Prep time: 20 minutes
Cooking time: 30 minutes
1 6-8 ounce chicken breast (or use leftover chicken)
¼ cup olive oil
1 cup onion, sliced
2 cups (about ½ pound) mushrooms, sliced (oyster, crimini, or button)
2-3 garlic cloves, sliced thin
1 cup cooked chickpeas
1 pound of fresh spinach
sea salt, to taste
½ a lemon
Preheat the oven to 350°F.
Place the chicken breast in an oven proof skillet, drizzle with 1-2 tablespoons of olive oil, and sprinkle with sea salt. Place in the oven and cook for 10-12 minutes, or until cooked through. Remove from the oven, set aside to rest.

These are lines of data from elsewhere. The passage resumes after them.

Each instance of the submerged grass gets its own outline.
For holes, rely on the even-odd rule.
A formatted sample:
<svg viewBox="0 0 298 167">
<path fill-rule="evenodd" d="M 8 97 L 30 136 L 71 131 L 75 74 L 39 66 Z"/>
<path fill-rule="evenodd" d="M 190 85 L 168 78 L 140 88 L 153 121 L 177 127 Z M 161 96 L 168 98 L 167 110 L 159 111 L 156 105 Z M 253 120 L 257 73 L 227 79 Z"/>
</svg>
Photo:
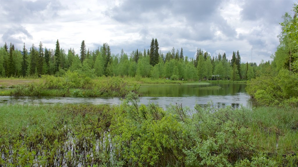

While the chicken cooks, heat a large skillet over medium-high heat, add a few tablespoons of olive oil, then once hot, add the onion and mushrooms. Cook, tossing often to avoid sticking for 2-3 minutes before adding the garlic. Cook until the garlic is fragrant then add the cooked chickpeas and toss to incorporate.
Place a handful of spinach into the pan then add a few tablespoons of water and cover. Allow the spinach to wilt, adding more as it shrinks down.
Split the vegetable mixture between two plates, then slice the chicken and divide. Squeeze some lemon over the top of the dish and serve.